There are certain books we pick up again and again. We take delight in the characters, plots, and language because they are familiar. Or perhaps we revisit the same vacation spot year after year.
Repetition can be soothing and it can also be challenging. When working on a new skill we must repeat the same task countless times on our way to mastery. Oftentimes we take away new insight from repeating an experience, especially if a variable has changed. The same ballet can look wonderfully different when reinterpreted by a different director or dancers.
I was assigned Hamlet three times in high school: once as a freshman, once as summer preparation for an AP English class, and once over the course of that same AP class. My English teacher was well aware of the repetitive nature of his assignment, but he insisted on the value of reading a text like Hamlet over and over. Years later, I had a professor tell our class that he rarely annotated a book. Instead, he took notes on a separate piece of paper so that he could read the text with fresh eyes each time he came back to it.
Not only have I read Hamlet three times, but I’ve seen the play and a version of the movie a handful more. I’ve never seen Hamlet performed the way I did on The New York Times a few days ago. The newspaper asked high school and college students to submit an Instagram video of selected lines from Hamlet. The films that they produced are truly mesmerizing. You can see a selection of them here.
This project struck me as a fantastic and original assignment. Students had to memorize lines and probably make multiple takes. In doing so they not only learned the material, but also developed their own approaches. The videos range from elaborate underwater shoots to straightforward monologues in front of the camera.
Instagram supports a maximum of fifteen seconds of video, so students had to plan their shoots carefully. The call for videos issued in October cited a line spoken by Polonius in Hamlet: “Brevity is the soul of wit.” How do you say something meaningful in fifteen seconds? Students had to think about how to reframe fifteen seconds of Hamlet in their own terms. The quality of their submissions was probably enhanced by the fact that they were asked to work with a platform that made sense to them. When I was asked to make videos in high school and college I remember borrowing bulky and expensive equipment from my school. I had to learn to work with the equipment and editing programs. These students used smart phones and free app. They probably did not have to learn a new platform to make these videos. The people who responded to the call for videos were likely already Instagram users. Moreover, Instagram is designed to make amateur video and photos visually appealing.
Not only did this project ask students to use technology, but the choice of Instagram with its fifteen-second video maximum required students to be creative and precise in their thinking and execution. The variety of approaches to similar scenes or even the same lines in the play is striking.
There are myriad applications of technology for teaching, but this particular use strikes me as a model to strive for.

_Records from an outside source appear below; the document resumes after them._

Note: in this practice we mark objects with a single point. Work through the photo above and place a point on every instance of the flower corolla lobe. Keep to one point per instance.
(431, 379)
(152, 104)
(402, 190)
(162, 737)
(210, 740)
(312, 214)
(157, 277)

The technological platform chosen perfectly suits the assignment and produced innovate results.
When I showed The New York Times project to a friend, she told me about a Motown class she took in college. The class was another instance where the instructor seemed particularly aware of the relationship between medium and message. In this case, however, the technology used in the classroom was not cutting edge, and it was not something most students owned. The professor required the students to listen to the Motown records in the library on a record player, which was a new experience for my friend who grew up in the days of cassettes and CDs. The professor argued that records should be listened to on the technological platform for which they were made. He trained them to listen to the transition between songs, to actively hear the pause in the music when they flipped the record, and to relish the experience of listening to a record from beginning to end. He taught history with historically appropriate technology, and it was effective and poignant for his students.
The act of using an unfamiliar technology can be a learning experience in and of itself. I once had the opportunity to make a print from a replica hand press while taking a seminar on early modern books. Operating the machine helped me better understand the books produced by the hand-press. It made clear how certain anomalies showed up in the pages of these books and how labor intensive the process of making them was. On the most basic level, it helped me understand the workings of the machine, which were much more difficult to sort out in diagrams and even video demonstrations.
An early modern printing press and Instagram have very little in common, but in the end, they are both forms of technology. A historical technology like the printing press, or now even a record player, might seem more appropriate than Instagram for serious learning applications, but I think The New York Times and probably countless other projects of which I am unaware has proved otherwise.
Do you use technology to engage students? What platforms or devices have you found particularly useful? How has technology helped you rethink assignments, and what kinds of things have your students produced?